Events[#SESDENVER] Is LinkedIn a Solution for Brands Tapped Out on AdWords?

[#SESDENVER] Is LinkedIn a Solution for Brands Tapped Out on AdWords?

Could LinkedIn advertising be an answer for brands that are "tapped out on Bing and AdWords"? According to founder of Righteous Marketing Robert Brady, when used correctly, the platform has the potential to be a powerful marketing tool.

Could LinkedIn advertising be an answer for brands that are “tapped out on Bing and AdWords”? According to founder of Righteous Marketing Robert Brady, when used correctly, the platform has the potential to be a powerful marketing tool.

In his SES Denver presentation, “The Four Cornerstones of LinkedIn PPC Success,” Brady said, “LinkedIn is a treasure, but you have to go on a bit of a treasure hunt to find success.”

The main objective of the hunt is targeting audiences. LinkedIn pay-per-click (PPC) advertising has excellent targeting potential because users post so much information about themselves, from geo-location to age and employment history. However, advertisers must be strategic in what they offer LinkedIn users.

“When someone is on LinkedIn, they are there for a purpose,” said Brady. Targeted marketing offering a service that adds value can be very successful when brands “put an ad in front of [LinkedIn users] when they are in a business mindset.”

But successful LinkedIn ads must get at a core need LinkedIn users have by evoking an emotion that serves as a call to action. Ads must also “have something to deliver” by giving an offer that is beneficial to the target audience.

As an example of targeted marketing that offered value, Brady used a small start-up he recently worked with that needed new users. They set up multiple landing pages testing different targeting methods and lured senior-ranking industry insiders by offering beta access to their site. Within one week, the start-up had seen a 24.97 percent conversion and had 390 new leads.

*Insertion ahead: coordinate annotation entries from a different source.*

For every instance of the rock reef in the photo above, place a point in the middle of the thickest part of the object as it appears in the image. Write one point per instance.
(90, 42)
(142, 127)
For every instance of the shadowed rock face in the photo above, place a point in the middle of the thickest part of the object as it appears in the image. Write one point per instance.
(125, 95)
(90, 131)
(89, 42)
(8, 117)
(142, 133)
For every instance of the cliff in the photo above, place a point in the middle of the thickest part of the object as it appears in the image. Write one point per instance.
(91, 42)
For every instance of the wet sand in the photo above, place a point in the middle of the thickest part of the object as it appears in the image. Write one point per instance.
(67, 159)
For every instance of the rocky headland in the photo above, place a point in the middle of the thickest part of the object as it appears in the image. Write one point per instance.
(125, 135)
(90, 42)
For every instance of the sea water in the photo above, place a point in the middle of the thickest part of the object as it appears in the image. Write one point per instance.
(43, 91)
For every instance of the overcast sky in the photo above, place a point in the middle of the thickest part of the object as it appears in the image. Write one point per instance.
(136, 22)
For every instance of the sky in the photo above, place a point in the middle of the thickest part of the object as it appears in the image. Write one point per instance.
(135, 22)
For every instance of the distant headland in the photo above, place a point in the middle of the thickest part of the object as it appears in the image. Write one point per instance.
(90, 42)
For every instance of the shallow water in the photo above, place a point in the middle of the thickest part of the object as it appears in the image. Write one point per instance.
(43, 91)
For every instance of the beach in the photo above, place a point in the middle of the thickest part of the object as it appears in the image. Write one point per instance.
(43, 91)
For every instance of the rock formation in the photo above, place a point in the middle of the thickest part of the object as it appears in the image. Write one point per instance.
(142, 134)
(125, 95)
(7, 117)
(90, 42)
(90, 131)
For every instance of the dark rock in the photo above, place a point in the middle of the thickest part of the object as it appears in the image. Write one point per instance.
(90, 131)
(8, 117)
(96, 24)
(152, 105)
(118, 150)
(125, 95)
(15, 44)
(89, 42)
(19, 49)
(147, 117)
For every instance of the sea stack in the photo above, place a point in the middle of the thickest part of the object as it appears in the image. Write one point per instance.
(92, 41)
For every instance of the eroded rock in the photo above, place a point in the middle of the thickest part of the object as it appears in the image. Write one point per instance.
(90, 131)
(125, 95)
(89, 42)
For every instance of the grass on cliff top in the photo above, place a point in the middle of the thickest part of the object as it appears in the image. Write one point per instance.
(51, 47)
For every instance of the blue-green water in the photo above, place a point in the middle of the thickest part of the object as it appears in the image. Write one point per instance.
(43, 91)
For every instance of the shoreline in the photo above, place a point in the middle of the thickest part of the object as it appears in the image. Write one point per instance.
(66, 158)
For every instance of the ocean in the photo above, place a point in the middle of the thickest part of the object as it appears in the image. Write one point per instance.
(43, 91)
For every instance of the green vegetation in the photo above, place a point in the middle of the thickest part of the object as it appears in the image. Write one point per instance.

However, one pitfall of LinkedIn marketing, according to Brady, is “profile incompleteness,” wherein users leave out key parts of their histories, such as their job title. To combat profile incompleteness, Brady suggests businesses take a multi-angle approach by including different, yet related, targeting criteria. For example, if businesses want to target chief marketing officers (CMOs) who haven’t listed CMO as their job title, they should target “CXOs, job function, marketing” in order to hone in their reach.

Brady also recommends “parallel targeting,” or reaching customers by targeting a skill that isn’t normally what the company is known for but that is tangential to the products or services they offer. For example, using “Excel like you’ve never seen it before” as a tag line to draw attention to a parallel offer.

Other pitfalls Brady mentioned were flaws in the platform’s conversion timing, which is measured in Greenwich Mean Time, and also the fact that LinkedIn doesn’t yet offer in-house conversion.

But overall, Brady sees LinkedIn as a lucrative alternative to companies experiencing diminishing returns on more common platforms like Bing and AdWords.